What’s going on with Upstart stock

The stock market was pretty bleak on Wednesday, but Upstart was soaring among other falling stocks. The Dow Jones Industrial Average (^DJI) was on track for its worst one-day drop since 2020, and the S&P 500 (^GSPC) had fallen by 4% as of the market close.

Upstart Holdings (NASDAQ:UPST), on the other hand, was a significant outperformer in contrast to the overall market, with shares increasing by around 6%.

Why we care

Upstart’s stock price has plummeted by more than 50% in recent weeks. The leading cause was that the amount of loans handled on Upstart’s balance sheet has more than doubled. Investors took this as a major risk factor. However, the firm defended it as part of its business model as it introduces new sorts of loans.

Upstart’s management has now made it clear that it recognizes investors’ worries and that it will do something about them right away. CFO Sanjay Datta stated that the firm will restrict its balance sheet exposure to research and development loans only.  Furthermore, they will maintain the restrictions even if doing so means limiting lending volume during volatile credit markets.

Many of Upstart’s loans were on its balance sheet in the first quarter because it couldn’t find bank partners to buy them. Upstart will retain a modest amount of loans as proof of concept to roll out new services, like automobile loans.
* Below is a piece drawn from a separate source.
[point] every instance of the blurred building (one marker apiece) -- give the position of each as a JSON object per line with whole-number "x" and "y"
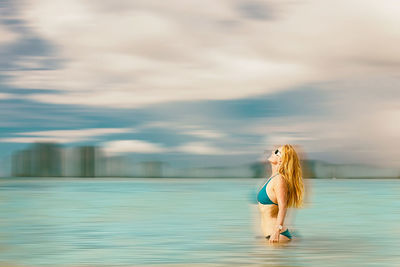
{"x": 40, "y": 160}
Upstart also announced that Sharonview Federal Credit Union has partnered with Upstart Holdings on personal loans. Thus, making it the latest financial institution to do so.

What now

The company’s promise to decrease its credit risk on the balance sheet has certainly resonated with investors, who have nearly doubled their stock price since the post-earnings low over the previous few days. However, it’s worth noting that Upstart is still roughly 88% below its all-time high; while investors appear relieved to hear this, there’s still a long road ahead.